A Feature Store is a centralised repository for ML features that provides:

  • Discoverability: engineers can find and reuse existing features.
  • Consistency: the same feature computations are used in both training and inference, preventing training-serving skew.
  • Point-in-time correctness: feature values are looked up as of a specific timestamp, preventing data leakage.
  • Versioning: features evolve over time without breaking downstream consumers.

Snowflake Feature Store architecture

The Snowflake Feature Store is built on native Snowflake objects:

graph TD
    FS["Feature Store Instance<br/>PUDO_MLOPS.FEATURE_STORE_<ENV>"]
    FS --> Entities
    FS --> FeatureViews

    subgraph Entities["Entities"]
        PUDO["PUDO"]
        PUDO_DATE["PUDO_DATE"]
    end

    subgraph FeatureViews["Feature Views"]
        GEO["pudo_geospatial_features"]
        HIST["pudo_historical_features"]
        TEMP["pudo_temporal_features"]
    end

Entities

Entities define the primary keys that features are organised around:

Entity Key(s) Description
PUDO PUDO_ID A single PUDO location.
PUDO_DATE PUDO_ID, DATE A PUDO on a specific date (composite key for temporal features).

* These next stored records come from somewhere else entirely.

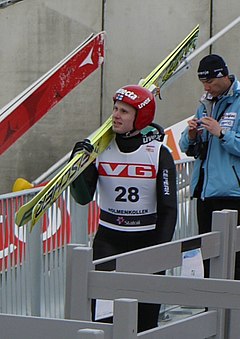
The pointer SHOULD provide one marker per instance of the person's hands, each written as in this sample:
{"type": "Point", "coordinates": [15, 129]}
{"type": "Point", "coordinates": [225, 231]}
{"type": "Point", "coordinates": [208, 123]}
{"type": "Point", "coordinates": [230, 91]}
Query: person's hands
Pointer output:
{"type": "Point", "coordinates": [80, 146]}
{"type": "Point", "coordinates": [212, 126]}
{"type": "Point", "coordinates": [83, 145]}
{"type": "Point", "coordinates": [192, 128]}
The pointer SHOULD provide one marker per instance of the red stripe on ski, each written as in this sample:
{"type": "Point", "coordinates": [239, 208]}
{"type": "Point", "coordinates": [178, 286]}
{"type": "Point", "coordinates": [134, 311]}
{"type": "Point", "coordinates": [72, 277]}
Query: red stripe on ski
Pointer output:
{"type": "Point", "coordinates": [38, 102]}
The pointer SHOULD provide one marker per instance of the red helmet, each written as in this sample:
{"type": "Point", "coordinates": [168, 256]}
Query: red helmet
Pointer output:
{"type": "Point", "coordinates": [141, 99]}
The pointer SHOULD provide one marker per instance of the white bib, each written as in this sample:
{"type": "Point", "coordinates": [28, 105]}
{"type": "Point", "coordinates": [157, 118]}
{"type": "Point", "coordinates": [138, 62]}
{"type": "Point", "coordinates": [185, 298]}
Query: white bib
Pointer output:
{"type": "Point", "coordinates": [127, 187]}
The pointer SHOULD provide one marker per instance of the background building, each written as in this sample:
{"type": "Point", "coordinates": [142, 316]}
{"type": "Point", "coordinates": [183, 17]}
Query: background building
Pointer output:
{"type": "Point", "coordinates": [35, 35]}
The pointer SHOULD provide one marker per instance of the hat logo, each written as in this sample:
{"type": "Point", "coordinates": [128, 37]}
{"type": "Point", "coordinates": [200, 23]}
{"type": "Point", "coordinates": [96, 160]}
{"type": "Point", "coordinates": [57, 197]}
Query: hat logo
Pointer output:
{"type": "Point", "coordinates": [219, 75]}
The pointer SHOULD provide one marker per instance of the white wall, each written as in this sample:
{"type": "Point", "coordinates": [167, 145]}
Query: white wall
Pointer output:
{"type": "Point", "coordinates": [36, 34]}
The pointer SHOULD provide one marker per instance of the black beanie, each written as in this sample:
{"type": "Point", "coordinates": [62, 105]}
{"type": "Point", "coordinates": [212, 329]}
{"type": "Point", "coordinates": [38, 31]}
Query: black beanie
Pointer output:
{"type": "Point", "coordinates": [212, 66]}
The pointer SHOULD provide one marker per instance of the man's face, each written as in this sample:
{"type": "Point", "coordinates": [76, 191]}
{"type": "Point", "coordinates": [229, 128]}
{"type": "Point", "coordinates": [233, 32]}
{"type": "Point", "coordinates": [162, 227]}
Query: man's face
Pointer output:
{"type": "Point", "coordinates": [123, 117]}
{"type": "Point", "coordinates": [216, 86]}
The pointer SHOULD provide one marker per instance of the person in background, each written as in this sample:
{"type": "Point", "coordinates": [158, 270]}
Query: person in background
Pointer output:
{"type": "Point", "coordinates": [212, 137]}
{"type": "Point", "coordinates": [136, 184]}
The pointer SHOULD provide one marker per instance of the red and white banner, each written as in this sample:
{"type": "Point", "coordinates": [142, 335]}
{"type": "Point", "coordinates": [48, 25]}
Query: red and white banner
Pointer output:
{"type": "Point", "coordinates": [31, 105]}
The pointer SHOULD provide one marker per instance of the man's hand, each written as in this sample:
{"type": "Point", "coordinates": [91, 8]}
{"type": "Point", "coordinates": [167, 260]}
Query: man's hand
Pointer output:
{"type": "Point", "coordinates": [212, 126]}
{"type": "Point", "coordinates": [192, 128]}
{"type": "Point", "coordinates": [80, 146]}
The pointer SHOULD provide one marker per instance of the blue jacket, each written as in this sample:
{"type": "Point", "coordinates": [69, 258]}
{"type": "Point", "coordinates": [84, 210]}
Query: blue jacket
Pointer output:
{"type": "Point", "coordinates": [222, 163]}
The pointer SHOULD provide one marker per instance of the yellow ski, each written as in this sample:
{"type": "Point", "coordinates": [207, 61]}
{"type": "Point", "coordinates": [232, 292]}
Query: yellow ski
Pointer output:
{"type": "Point", "coordinates": [35, 208]}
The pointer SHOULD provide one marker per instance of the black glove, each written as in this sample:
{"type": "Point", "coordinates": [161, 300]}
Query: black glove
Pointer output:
{"type": "Point", "coordinates": [80, 146]}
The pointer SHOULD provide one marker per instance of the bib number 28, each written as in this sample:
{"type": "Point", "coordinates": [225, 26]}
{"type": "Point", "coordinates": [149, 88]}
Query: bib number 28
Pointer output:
{"type": "Point", "coordinates": [131, 194]}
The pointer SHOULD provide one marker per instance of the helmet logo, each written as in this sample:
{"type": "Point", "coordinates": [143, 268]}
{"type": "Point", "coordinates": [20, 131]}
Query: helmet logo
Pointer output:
{"type": "Point", "coordinates": [123, 92]}
{"type": "Point", "coordinates": [144, 103]}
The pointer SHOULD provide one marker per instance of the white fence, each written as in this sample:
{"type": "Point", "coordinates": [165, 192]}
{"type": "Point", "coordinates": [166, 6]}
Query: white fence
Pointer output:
{"type": "Point", "coordinates": [128, 284]}
{"type": "Point", "coordinates": [32, 265]}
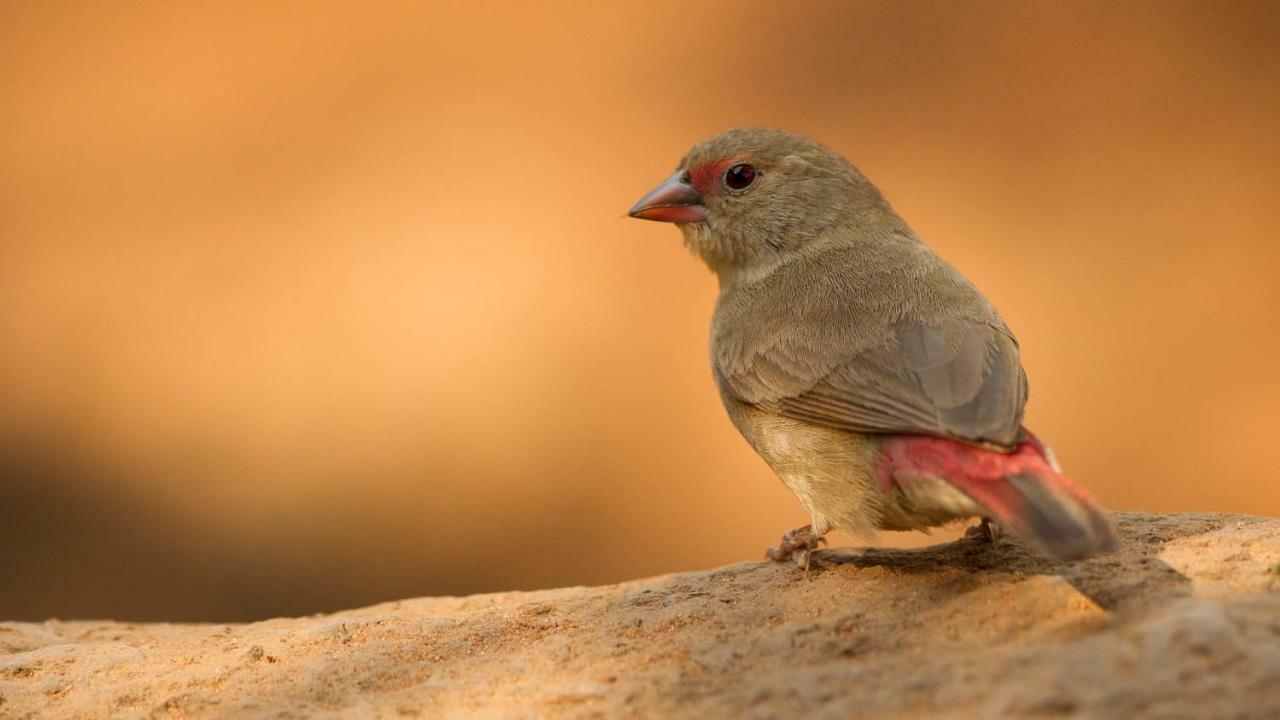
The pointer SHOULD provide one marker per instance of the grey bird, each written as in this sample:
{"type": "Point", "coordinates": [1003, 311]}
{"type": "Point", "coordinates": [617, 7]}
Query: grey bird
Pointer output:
{"type": "Point", "coordinates": [873, 378]}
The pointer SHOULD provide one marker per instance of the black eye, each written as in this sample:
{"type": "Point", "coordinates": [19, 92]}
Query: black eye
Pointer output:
{"type": "Point", "coordinates": [740, 176]}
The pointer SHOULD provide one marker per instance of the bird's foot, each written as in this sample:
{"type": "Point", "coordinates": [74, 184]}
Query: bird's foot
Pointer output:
{"type": "Point", "coordinates": [986, 532]}
{"type": "Point", "coordinates": [799, 546]}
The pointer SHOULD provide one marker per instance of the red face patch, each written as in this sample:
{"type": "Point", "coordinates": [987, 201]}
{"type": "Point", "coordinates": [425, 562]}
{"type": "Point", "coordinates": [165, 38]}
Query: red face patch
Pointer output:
{"type": "Point", "coordinates": [705, 177]}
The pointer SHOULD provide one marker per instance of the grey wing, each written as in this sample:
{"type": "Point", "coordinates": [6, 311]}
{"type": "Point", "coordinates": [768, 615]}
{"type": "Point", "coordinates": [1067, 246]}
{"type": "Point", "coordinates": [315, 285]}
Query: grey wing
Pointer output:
{"type": "Point", "coordinates": [961, 378]}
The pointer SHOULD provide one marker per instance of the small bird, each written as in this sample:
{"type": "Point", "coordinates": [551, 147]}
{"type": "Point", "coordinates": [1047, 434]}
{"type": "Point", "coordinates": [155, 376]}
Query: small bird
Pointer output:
{"type": "Point", "coordinates": [869, 374]}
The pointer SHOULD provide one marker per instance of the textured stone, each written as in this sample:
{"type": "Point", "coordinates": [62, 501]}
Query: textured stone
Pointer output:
{"type": "Point", "coordinates": [1184, 621]}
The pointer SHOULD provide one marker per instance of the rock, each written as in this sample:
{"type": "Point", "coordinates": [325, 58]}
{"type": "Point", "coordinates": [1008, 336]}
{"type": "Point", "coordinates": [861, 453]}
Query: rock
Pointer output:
{"type": "Point", "coordinates": [1184, 621]}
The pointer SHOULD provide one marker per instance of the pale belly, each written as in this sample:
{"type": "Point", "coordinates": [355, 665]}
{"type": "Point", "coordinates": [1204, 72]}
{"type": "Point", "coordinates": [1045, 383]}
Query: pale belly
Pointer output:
{"type": "Point", "coordinates": [832, 473]}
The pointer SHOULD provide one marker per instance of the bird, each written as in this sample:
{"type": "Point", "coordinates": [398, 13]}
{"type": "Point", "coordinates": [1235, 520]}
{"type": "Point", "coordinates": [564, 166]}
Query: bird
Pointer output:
{"type": "Point", "coordinates": [872, 377]}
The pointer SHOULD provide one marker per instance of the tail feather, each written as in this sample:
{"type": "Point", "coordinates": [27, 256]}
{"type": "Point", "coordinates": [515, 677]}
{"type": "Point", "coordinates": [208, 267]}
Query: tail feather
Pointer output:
{"type": "Point", "coordinates": [1047, 511]}
{"type": "Point", "coordinates": [1022, 491]}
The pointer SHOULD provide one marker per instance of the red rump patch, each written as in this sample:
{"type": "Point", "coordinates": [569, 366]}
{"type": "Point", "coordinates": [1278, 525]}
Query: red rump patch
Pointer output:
{"type": "Point", "coordinates": [979, 473]}
{"type": "Point", "coordinates": [705, 177]}
{"type": "Point", "coordinates": [952, 460]}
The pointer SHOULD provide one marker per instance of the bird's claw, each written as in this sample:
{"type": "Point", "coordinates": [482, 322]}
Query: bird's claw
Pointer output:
{"type": "Point", "coordinates": [799, 546]}
{"type": "Point", "coordinates": [984, 532]}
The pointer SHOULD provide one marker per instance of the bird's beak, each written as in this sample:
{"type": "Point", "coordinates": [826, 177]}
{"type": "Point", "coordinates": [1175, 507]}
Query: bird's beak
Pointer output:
{"type": "Point", "coordinates": [672, 201]}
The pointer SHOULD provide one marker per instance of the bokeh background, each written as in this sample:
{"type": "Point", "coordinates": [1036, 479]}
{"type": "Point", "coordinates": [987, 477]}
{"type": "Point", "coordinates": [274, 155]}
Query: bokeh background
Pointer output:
{"type": "Point", "coordinates": [306, 305]}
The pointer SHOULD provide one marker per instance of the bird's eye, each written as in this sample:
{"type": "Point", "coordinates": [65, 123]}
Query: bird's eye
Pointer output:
{"type": "Point", "coordinates": [740, 176]}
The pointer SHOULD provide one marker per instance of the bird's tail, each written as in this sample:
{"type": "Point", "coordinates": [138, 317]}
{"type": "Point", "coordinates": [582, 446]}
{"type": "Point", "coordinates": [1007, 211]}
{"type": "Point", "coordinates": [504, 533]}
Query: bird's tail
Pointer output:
{"type": "Point", "coordinates": [1024, 493]}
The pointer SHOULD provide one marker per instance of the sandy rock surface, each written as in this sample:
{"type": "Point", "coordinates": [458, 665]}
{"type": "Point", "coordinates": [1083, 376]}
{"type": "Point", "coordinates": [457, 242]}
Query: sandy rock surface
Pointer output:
{"type": "Point", "coordinates": [1183, 623]}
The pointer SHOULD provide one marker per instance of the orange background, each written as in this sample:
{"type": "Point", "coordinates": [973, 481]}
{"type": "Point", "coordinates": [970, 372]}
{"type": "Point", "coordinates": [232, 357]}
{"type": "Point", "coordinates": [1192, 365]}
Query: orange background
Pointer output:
{"type": "Point", "coordinates": [314, 308]}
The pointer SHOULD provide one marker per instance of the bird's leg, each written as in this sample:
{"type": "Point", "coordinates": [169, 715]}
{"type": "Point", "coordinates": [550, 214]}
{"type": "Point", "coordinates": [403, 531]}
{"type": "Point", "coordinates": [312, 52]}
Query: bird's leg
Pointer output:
{"type": "Point", "coordinates": [986, 532]}
{"type": "Point", "coordinates": [796, 545]}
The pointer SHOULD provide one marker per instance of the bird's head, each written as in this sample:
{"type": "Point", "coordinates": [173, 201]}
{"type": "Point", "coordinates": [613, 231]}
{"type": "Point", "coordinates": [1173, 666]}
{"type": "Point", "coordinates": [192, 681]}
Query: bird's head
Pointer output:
{"type": "Point", "coordinates": [749, 196]}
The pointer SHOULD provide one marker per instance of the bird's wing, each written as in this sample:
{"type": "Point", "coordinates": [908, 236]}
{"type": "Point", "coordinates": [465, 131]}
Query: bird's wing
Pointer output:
{"type": "Point", "coordinates": [849, 361]}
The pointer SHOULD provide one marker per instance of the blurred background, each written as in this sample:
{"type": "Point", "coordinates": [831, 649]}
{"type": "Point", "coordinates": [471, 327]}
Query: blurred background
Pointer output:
{"type": "Point", "coordinates": [307, 306]}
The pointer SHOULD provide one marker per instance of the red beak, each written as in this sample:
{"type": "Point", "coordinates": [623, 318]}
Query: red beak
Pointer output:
{"type": "Point", "coordinates": [672, 201]}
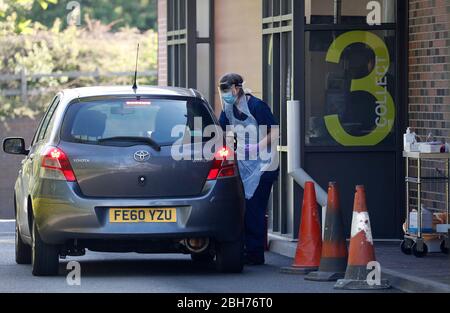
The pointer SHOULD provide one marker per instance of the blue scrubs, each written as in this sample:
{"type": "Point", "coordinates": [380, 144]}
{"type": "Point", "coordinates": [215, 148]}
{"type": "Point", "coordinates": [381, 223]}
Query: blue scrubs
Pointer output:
{"type": "Point", "coordinates": [256, 207]}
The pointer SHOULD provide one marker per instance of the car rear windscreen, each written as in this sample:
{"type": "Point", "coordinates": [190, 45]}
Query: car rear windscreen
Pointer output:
{"type": "Point", "coordinates": [92, 122]}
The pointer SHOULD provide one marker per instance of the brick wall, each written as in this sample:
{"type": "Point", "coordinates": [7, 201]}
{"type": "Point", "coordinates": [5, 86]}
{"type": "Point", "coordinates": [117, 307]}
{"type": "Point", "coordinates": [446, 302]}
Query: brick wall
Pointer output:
{"type": "Point", "coordinates": [429, 81]}
{"type": "Point", "coordinates": [162, 42]}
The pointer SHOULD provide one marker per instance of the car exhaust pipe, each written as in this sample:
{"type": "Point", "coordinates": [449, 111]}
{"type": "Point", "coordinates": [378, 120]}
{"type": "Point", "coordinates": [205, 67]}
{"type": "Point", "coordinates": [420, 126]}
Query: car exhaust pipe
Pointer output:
{"type": "Point", "coordinates": [196, 245]}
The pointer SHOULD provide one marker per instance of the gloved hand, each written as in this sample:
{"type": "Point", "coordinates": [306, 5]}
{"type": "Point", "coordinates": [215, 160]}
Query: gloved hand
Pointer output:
{"type": "Point", "coordinates": [252, 148]}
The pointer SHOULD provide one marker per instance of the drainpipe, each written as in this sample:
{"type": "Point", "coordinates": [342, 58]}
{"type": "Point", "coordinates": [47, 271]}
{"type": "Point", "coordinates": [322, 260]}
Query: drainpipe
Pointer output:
{"type": "Point", "coordinates": [293, 148]}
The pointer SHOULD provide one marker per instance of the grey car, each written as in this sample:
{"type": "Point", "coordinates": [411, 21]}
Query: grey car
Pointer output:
{"type": "Point", "coordinates": [100, 175]}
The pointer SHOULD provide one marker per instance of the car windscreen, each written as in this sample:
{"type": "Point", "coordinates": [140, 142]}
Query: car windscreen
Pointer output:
{"type": "Point", "coordinates": [162, 121]}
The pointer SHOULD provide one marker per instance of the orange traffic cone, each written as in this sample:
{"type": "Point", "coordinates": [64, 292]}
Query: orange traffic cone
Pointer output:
{"type": "Point", "coordinates": [362, 270]}
{"type": "Point", "coordinates": [334, 246]}
{"type": "Point", "coordinates": [307, 257]}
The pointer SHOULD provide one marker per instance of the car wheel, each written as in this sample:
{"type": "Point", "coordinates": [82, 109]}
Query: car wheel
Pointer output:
{"type": "Point", "coordinates": [44, 257]}
{"type": "Point", "coordinates": [23, 251]}
{"type": "Point", "coordinates": [230, 256]}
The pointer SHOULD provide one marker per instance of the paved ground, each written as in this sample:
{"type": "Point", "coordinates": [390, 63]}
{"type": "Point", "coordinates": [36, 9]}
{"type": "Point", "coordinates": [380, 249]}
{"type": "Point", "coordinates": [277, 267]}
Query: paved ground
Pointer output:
{"type": "Point", "coordinates": [143, 273]}
{"type": "Point", "coordinates": [434, 267]}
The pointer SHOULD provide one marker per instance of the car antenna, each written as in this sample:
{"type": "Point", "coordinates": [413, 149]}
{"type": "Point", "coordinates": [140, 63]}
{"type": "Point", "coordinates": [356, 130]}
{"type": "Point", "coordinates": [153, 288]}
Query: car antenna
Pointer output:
{"type": "Point", "coordinates": [135, 72]}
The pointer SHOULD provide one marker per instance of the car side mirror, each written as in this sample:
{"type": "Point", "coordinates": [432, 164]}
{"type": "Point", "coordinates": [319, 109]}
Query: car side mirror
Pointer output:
{"type": "Point", "coordinates": [15, 146]}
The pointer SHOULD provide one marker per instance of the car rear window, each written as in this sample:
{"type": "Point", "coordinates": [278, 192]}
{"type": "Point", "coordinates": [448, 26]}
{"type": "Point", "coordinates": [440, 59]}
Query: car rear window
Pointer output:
{"type": "Point", "coordinates": [92, 121]}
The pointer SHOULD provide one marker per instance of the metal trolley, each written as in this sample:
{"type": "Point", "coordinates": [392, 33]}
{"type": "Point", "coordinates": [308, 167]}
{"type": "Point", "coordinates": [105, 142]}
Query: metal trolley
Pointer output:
{"type": "Point", "coordinates": [416, 243]}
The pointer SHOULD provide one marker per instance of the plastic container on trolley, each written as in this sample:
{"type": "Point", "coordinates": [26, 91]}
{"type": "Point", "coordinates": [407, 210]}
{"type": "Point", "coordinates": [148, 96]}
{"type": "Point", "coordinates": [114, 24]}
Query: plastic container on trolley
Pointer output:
{"type": "Point", "coordinates": [426, 229]}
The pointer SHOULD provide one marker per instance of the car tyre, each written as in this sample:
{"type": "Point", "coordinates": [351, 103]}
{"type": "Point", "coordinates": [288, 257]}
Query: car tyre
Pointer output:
{"type": "Point", "coordinates": [45, 258]}
{"type": "Point", "coordinates": [230, 256]}
{"type": "Point", "coordinates": [23, 251]}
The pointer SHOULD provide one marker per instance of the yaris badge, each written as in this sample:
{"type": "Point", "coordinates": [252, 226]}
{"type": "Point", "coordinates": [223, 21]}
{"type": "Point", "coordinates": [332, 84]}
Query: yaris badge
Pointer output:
{"type": "Point", "coordinates": [142, 156]}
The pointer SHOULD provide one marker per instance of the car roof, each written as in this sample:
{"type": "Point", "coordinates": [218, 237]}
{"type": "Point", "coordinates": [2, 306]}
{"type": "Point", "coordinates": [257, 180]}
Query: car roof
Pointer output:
{"type": "Point", "coordinates": [99, 91]}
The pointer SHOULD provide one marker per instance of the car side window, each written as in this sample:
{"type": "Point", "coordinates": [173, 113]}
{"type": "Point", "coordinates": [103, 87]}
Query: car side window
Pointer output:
{"type": "Point", "coordinates": [44, 122]}
{"type": "Point", "coordinates": [50, 121]}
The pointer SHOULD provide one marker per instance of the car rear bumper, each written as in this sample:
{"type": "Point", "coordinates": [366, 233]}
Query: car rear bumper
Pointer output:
{"type": "Point", "coordinates": [63, 214]}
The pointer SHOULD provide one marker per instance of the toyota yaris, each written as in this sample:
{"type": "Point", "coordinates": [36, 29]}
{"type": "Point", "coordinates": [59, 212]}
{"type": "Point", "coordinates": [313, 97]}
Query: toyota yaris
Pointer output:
{"type": "Point", "coordinates": [101, 174]}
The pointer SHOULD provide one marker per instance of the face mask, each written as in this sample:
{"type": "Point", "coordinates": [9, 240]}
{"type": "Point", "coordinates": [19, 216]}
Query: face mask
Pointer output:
{"type": "Point", "coordinates": [228, 98]}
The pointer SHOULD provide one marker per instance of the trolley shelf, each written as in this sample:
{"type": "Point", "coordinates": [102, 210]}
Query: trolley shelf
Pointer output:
{"type": "Point", "coordinates": [416, 243]}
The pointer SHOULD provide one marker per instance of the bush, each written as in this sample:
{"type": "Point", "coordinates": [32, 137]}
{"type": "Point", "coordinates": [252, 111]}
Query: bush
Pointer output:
{"type": "Point", "coordinates": [94, 47]}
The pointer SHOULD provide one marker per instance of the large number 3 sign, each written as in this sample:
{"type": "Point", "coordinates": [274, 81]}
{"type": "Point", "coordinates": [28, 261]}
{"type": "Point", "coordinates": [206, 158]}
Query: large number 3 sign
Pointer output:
{"type": "Point", "coordinates": [375, 84]}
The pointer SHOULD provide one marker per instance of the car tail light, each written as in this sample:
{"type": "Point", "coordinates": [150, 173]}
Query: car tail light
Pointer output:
{"type": "Point", "coordinates": [224, 165]}
{"type": "Point", "coordinates": [56, 165]}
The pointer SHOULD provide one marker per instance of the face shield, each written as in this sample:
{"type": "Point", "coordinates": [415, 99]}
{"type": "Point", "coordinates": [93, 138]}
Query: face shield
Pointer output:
{"type": "Point", "coordinates": [226, 95]}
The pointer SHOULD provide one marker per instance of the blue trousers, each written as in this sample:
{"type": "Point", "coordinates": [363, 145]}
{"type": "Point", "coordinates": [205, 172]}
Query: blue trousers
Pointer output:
{"type": "Point", "coordinates": [255, 219]}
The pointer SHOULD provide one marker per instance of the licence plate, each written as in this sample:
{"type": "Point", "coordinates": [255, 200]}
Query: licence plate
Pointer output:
{"type": "Point", "coordinates": [121, 215]}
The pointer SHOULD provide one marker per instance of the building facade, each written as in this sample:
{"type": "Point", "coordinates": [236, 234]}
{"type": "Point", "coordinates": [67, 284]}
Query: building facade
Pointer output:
{"type": "Point", "coordinates": [363, 71]}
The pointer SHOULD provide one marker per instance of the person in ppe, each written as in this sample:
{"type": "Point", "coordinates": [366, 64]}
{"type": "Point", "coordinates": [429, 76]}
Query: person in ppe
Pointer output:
{"type": "Point", "coordinates": [245, 115]}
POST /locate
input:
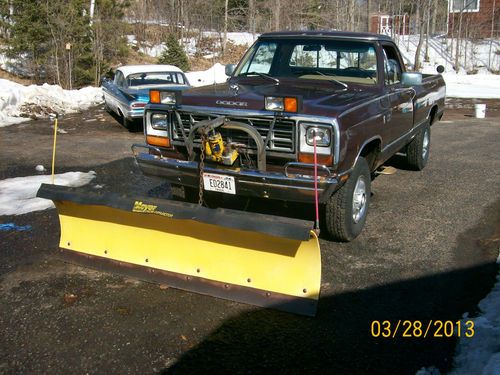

Entities establish the granularity at which features are computed and joined.

Feature Views

Feature views are versioned collections of computed features:

Feature view Features Source data
pudo_geospatial_features Nearby competing PUDOs, total nearby capacity PUDO locations
pudo_historical_features Historical parcel volumes, delivery success rates Parcels, delivery attempts
pudo_temporal_features Daily demand, day-of-week patterns Parcels, occupancy

Snowflake-managed vs. external feature views

This repository uses Snowflake-managed feature views:

  • The Feature Store owns the SQL that computes the features.
  • Feature values are materialised and stored by Snowflake.
  • Point-in-time lookups are handled natively via ASOF JOIN.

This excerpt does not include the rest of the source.